The miracle materialized with CNN naming Serato one of ten “Heroes of the Year,” giving him so much publicity that he attracted a lot of donations.

“From Italy, Barilla immediately contacted me, sending me a whole truckload of spaghetti: it still supplies me with pasta and sauces,” says the chef.

Who at that point decided to create a nonprofit foundation naming it Caterina’s Club, in honor of his mother (who passed away in September 2014 on the eve of her 90th birthday) and expanding its activities – in addition to “Feeding the Children,” which now distributes 20 thousand hot meals per week to 80 centers in 27 cities in Orange county, the area around Los Angeles – with two other initiatives. One is called “Welcome Home” (“Welcome Home”).

Serato sums it up this way,

“I help families with children leave the motels where they live, often side by side with prostitutes and drug dealers. I find them an apartment and pay the required two months as a guarantee and down payment for rent. I manage to move one family every two weeks, in all almost 200 so far.”

The effect on the children is enormous. “Parents,” says the chef, “are sometimes suspicious at first, not understanding my purpose. Then they thank me and send me news: ‘My son was the worst in school and now he’s top of the class!’ they tell me.”

The “Hospitality Academy” (“Hospitality Academy”) is the third project, aimed at at-risk teens.

“For three months I make them work in my restaurant, teaching them all the trades of this business, from dishwasher to waiter to cook. More than 100 have already graduated from my ‘Academy’ and found jobs.”

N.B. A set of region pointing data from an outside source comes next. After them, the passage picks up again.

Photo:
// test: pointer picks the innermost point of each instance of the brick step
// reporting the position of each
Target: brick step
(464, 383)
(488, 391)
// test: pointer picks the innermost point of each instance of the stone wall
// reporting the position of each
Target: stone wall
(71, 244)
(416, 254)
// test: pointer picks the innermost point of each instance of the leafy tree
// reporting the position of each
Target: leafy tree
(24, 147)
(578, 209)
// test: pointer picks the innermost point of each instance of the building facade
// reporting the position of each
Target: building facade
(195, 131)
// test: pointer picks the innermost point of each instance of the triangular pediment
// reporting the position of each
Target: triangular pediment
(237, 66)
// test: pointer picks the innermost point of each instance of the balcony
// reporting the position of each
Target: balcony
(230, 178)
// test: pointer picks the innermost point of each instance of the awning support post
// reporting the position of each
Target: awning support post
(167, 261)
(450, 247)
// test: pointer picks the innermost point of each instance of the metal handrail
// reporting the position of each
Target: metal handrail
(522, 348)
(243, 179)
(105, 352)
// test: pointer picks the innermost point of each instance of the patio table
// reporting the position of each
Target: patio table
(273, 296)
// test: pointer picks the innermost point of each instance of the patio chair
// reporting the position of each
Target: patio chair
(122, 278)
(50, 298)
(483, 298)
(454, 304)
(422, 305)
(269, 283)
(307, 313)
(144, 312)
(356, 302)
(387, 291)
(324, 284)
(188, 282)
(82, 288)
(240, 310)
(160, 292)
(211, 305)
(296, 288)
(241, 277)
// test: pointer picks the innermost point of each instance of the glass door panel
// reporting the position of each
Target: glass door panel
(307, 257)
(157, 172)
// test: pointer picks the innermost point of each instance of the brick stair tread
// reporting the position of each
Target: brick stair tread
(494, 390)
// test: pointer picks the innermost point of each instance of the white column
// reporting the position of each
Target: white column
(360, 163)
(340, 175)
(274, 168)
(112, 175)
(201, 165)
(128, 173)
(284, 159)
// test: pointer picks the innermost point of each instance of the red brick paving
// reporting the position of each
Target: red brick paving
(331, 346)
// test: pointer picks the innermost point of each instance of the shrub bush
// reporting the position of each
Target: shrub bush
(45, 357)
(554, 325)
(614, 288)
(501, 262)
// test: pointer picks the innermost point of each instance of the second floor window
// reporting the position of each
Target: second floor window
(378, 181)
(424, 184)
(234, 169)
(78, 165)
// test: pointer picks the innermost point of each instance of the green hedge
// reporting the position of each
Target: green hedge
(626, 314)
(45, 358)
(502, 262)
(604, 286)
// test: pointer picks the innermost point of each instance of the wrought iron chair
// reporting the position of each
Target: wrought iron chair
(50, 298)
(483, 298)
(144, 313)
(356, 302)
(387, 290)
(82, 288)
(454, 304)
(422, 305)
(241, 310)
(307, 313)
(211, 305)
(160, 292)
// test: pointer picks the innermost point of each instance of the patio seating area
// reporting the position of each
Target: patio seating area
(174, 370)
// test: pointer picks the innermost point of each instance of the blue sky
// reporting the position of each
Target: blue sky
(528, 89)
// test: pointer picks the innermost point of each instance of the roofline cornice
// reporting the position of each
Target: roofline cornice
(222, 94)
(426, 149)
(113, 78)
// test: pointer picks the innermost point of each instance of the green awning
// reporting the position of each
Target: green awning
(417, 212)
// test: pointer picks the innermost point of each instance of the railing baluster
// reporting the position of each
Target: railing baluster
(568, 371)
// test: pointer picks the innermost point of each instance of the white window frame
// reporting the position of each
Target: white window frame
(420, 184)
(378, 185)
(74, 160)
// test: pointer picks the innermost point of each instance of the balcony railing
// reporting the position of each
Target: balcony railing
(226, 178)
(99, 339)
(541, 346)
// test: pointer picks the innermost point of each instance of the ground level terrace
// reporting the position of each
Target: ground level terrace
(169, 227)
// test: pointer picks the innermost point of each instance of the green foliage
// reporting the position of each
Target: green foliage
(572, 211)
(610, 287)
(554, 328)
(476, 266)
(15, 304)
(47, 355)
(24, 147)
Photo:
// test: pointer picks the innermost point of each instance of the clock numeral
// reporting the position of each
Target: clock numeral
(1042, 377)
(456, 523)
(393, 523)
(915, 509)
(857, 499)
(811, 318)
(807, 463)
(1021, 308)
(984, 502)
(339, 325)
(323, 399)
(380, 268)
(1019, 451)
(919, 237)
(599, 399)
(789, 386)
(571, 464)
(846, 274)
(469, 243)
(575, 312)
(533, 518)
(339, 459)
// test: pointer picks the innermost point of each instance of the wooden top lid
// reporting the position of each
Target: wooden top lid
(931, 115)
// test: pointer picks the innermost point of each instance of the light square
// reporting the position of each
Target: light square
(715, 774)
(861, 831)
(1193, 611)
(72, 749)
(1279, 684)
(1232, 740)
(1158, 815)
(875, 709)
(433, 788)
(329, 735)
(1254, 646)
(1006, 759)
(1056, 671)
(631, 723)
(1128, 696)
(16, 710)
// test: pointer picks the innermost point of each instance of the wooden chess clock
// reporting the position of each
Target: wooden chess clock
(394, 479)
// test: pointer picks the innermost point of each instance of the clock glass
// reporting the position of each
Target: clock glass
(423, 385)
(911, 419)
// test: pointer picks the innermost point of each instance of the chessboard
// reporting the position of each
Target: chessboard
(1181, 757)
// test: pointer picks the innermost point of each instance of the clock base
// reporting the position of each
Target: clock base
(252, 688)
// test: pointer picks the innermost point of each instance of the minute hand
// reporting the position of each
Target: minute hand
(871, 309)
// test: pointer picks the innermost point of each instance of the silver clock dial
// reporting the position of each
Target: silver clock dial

He himself had started as a dishwasher when he arrived in California in 1980 with only $200 in his pocket.

“I wanted to learn English, as well as Italian and French, which I speak because I was born in France, where my parents had emigrated after the war,” the chef says.

In Italy, where the family had returned in ’66, Serato had worked in restaurants since he was 14.

“My sister, who had married and was living in California, hosted me for the first two months. But I,” the chef recalls, “soon got tired of being at home and got a job as a dishwasher at the White House. The owner immediately understood my potential and after a few days promoted me to waiter. Four years later I became the manager, and in the seventh year I asked to buy the restaurant myself. But I didn’t have enough money.”

The old owner only needed a handshake to give Serato confidence and grant him the White House for rent for three years, enough time to save enough to get a bank loan and become the owner himself. Under his management the restaurant became famous and frequented by real presidents-Jimmy Carter and George W. Bush-and celebrities such as singer Andrea Bocelli, soccer player Pelé and conductor Carlo Ponti Jr. the son of Sofia Loren. “Sofia Loren,” the chef recalls, “called me the day of the fire to give me courage. I felt as if all of Italy was hugging me.” The actress wrote in the introduction to Serato’s book The power of pasta, “Bravo Bruno! You used pasta, Italy’s most famous culinary import, in the best way to inspire one to do good.”